In follow-up experiments, the research team tested other fluorine-based compounds, and showed that they can also be used in the form of nanocrystals. For example, they created nanocrystals of strontium fluoride, and found that their MRI signal was different from that of calcium fluoride crystals. Taking advantage of this fact, and by using two types of nanocrystals, the researchers were able to create multi-colored images; In this way, it will be possible in the future to monitor several biological targets at the same time. The results of these experiments were published recently in the scientific journal applied Chemistry.

A calcium fluoride nanocrystal as seen under an electron microscope (right) and a schematic illustration of a pegylated nanocrystal (left)
A calcium fluoride nanocrystal as seen under an electron microscope (right) and a schematic illustration of a pegylated nanocrystal (left)
A calcium fluoride nanocrystal as seen under an electron microscope (right) and a schematic illustration of a pegylated nanocrystal (left)

One impossible idea - many possible applications

Contrast agents specially designed for detecting early stages of inflammation may serve as a basis for powerful diagnostic tools in various pathological conditions, including outbreaks of diseases such as Alzheimer's, Parkinson's, multiple sclerosis, and even cancer. Theoretically, it is also possible to attach additional molecules to the nanocrystals, such as antibodies directed against specific cell types, thereby further expanding the capabilities of MRI. The nanocrystals themselves may also pave new ways in material engineering, as they have properties of both solid crystals and small molecules.

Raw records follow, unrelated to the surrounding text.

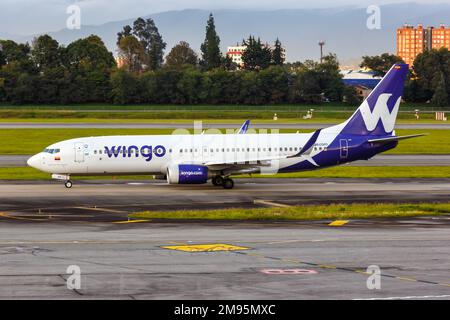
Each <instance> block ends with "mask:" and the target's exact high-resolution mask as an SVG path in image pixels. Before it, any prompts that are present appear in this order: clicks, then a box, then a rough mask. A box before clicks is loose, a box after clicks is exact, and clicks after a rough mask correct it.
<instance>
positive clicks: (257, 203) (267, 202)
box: [253, 200, 291, 208]
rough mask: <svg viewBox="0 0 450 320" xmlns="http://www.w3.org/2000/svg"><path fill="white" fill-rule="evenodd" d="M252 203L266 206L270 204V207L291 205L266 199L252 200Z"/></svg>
mask: <svg viewBox="0 0 450 320" xmlns="http://www.w3.org/2000/svg"><path fill="white" fill-rule="evenodd" d="M253 203H254V204H263V205H266V206H270V207H279V208H289V207H291V206H290V205H288V204H283V203H278V202H273V201H268V200H253Z"/></svg>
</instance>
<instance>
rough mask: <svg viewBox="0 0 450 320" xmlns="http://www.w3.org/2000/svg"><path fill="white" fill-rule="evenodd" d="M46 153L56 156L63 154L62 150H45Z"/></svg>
mask: <svg viewBox="0 0 450 320" xmlns="http://www.w3.org/2000/svg"><path fill="white" fill-rule="evenodd" d="M44 152H45V153H50V154H55V153H59V152H61V149H44Z"/></svg>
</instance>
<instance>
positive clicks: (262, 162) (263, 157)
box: [203, 156, 288, 167]
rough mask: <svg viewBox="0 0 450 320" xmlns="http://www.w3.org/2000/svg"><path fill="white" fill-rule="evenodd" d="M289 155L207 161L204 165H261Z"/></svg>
mask: <svg viewBox="0 0 450 320" xmlns="http://www.w3.org/2000/svg"><path fill="white" fill-rule="evenodd" d="M287 158H288V156H273V157H261V158H256V157H255V158H245V157H244V158H242V159H239V158H238V159H233V160H225V161H206V162H205V163H204V164H203V165H205V166H207V167H210V166H211V167H212V166H225V167H226V166H249V165H250V166H261V165H269V164H268V162H270V161H274V160H281V159H287Z"/></svg>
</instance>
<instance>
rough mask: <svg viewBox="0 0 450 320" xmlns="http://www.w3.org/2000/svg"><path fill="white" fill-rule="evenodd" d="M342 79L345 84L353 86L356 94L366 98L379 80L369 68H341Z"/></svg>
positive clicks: (347, 85)
mask: <svg viewBox="0 0 450 320" xmlns="http://www.w3.org/2000/svg"><path fill="white" fill-rule="evenodd" d="M341 75H342V81H343V82H344V84H345V85H347V86H352V87H355V89H356V93H357V95H358V96H359V97H360V98H361V99H366V98H367V97H368V96H369V94H370V93H371V92H372V90H373V89H374V88H375V87H376V86H377V84H378V83H379V82H380V81H381V77H377V76H375V73H374V72H373V71H371V70H364V69H362V70H352V69H350V70H341Z"/></svg>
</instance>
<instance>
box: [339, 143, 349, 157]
mask: <svg viewBox="0 0 450 320" xmlns="http://www.w3.org/2000/svg"><path fill="white" fill-rule="evenodd" d="M339 142H340V150H341V159H347V158H348V140H347V139H341V140H339Z"/></svg>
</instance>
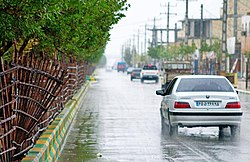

"As far as I know, this is the first time that magnetic resonance signals have been received from elements inside nanocrystals when they are in solution," says Dr. Bar-Shir. "We went with the initial impossible idea all the way, until we demonstrated its effectiveness in living tissue."

"ידע", the applications arm of the Weizmann Institute of Science, is working with Dr. Bar-Shir's research group to translate this technology into commercial use.

The diameter of a calcium fluoride nanocrystal (about 5 nm) is 44,000,000 times smaller than a football, and contains about 25,000 fluorine atoms.